My feet are mighty sore after spending all of Sunday walking around Fuji Speedway for the annual R’s Meeting. As you can probably imagine, this is an event that is looked forward to by a huge number of enthusiasts in Japan, and it hits the spot every time. But really, how could it not?!
You have the country’s best GT-R tuners and their demo cars lined up in front of you; some of the most well known and highly regarded tuning and styling parts makers showcasing their newest products and services; and even Nissan, who can always be counted on to bring along a tantalizing selection of race cars from its collection. GT-R Magazine has definitely found the perfect recipe with this event, and for the 2017 edition the turnout was huge. That said, I want to get straight into my coverage, and it starts right here with the Avance Meito BCNR33 Skyline GT-R drag machine.
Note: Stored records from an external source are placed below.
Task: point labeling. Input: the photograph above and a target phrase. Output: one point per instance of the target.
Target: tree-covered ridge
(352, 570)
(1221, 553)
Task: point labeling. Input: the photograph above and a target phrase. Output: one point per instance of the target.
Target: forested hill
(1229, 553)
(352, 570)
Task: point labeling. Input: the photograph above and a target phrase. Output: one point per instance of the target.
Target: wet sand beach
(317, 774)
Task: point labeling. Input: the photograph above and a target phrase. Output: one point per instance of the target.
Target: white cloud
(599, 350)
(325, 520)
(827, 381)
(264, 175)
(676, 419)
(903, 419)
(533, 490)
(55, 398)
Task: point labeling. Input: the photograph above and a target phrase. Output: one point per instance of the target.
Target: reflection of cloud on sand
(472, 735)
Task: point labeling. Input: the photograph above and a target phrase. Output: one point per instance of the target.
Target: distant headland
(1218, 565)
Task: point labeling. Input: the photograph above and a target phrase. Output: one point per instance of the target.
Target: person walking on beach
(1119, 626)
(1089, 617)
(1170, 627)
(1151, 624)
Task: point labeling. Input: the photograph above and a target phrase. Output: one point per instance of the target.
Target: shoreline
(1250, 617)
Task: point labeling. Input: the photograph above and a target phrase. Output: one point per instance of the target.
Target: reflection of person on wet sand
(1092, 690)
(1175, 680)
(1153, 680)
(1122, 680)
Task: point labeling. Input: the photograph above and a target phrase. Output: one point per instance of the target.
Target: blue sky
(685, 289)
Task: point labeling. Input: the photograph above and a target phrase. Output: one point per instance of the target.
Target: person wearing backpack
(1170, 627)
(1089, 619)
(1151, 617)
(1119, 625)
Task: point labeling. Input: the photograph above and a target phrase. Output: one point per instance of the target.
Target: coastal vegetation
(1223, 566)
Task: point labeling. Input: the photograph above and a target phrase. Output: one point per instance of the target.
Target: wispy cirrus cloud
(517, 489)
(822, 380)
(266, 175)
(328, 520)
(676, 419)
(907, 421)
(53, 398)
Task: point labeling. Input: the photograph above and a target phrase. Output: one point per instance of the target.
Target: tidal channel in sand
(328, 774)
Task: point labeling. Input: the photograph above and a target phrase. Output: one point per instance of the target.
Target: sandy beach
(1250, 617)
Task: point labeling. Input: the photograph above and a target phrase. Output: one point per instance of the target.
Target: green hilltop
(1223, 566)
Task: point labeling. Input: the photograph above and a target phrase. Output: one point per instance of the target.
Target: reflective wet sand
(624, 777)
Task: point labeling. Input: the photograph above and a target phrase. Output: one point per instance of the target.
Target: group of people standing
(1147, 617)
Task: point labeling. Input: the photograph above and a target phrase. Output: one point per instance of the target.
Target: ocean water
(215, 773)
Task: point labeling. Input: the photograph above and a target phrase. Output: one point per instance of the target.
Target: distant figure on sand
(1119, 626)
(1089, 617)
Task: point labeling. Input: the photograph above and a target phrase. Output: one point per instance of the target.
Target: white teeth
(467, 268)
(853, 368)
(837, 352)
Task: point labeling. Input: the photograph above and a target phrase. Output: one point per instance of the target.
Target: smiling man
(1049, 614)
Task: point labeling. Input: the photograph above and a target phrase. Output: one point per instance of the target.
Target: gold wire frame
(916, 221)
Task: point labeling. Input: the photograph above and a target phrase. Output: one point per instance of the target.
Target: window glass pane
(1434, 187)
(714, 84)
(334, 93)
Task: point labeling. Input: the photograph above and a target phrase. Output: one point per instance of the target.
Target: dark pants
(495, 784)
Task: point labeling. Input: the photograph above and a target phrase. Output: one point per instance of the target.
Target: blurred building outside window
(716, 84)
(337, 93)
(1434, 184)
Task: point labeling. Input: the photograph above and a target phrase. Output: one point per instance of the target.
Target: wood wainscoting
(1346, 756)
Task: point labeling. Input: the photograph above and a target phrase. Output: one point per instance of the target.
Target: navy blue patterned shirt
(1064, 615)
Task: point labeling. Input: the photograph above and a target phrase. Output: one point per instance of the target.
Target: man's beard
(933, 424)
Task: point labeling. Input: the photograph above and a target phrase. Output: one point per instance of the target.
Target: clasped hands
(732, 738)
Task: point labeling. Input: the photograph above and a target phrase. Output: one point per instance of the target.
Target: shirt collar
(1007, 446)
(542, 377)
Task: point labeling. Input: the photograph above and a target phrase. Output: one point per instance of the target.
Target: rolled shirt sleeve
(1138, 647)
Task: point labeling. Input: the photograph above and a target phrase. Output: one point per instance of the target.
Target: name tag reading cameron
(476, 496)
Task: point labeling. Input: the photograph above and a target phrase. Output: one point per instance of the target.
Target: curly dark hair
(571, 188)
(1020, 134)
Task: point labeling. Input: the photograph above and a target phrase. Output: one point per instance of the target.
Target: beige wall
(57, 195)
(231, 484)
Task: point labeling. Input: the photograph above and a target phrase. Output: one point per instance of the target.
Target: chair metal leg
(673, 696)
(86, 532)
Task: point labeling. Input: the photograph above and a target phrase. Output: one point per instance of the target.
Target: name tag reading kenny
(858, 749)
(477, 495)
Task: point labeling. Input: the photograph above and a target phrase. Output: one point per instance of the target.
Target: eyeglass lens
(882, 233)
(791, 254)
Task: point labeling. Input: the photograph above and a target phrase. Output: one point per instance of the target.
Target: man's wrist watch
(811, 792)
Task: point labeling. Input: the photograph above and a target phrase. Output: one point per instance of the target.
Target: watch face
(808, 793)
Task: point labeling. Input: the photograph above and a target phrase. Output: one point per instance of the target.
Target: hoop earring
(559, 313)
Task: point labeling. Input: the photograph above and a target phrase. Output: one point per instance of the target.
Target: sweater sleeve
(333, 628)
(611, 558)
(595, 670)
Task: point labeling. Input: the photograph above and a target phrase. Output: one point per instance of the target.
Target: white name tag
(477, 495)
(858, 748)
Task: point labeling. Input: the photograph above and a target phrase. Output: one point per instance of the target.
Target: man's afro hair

Don’t you just love seeing a hard-tuned RB26 strapped with a pair of high-mount single turbos?! I certainly do, and it’s so cool to see that shops like Avance are still focussing their efforts on GT-R drag racing despite the fact that there is no dedicated drag strip in Japan anymore.
It’s sad to think about, but it’s humbling at the same time. There’s still a real passion for drag racing in Japan, and it’s refreshing to see these extreme cars being shown at events, if only to remind people that the race circuit wasn’t the only place the Skyline GT-R cut its teeth in motorsport.
This particular engine still runs the stock capacity, but it spins to just over 9,000rpm in order to make the most of its power band. Peak power – all 1000hp of it – is developed at 8,000rpm, thanks in large part to the pair of Garrett GTX3582Rs. Drive is channeled through a Jerico manually air-shifted transmission.
Then it’s the job of 26-inch Hoosier drag slicks front and rear to do the rest.
Eight seconds later it’s all over and the parachute is released.
I really hope someone steps up to invest in a proper drag strip for Japan. That would be a surefire way to breathe some fresh life back into what was once a thriving and exciting aspect of Japanese tuning car culture.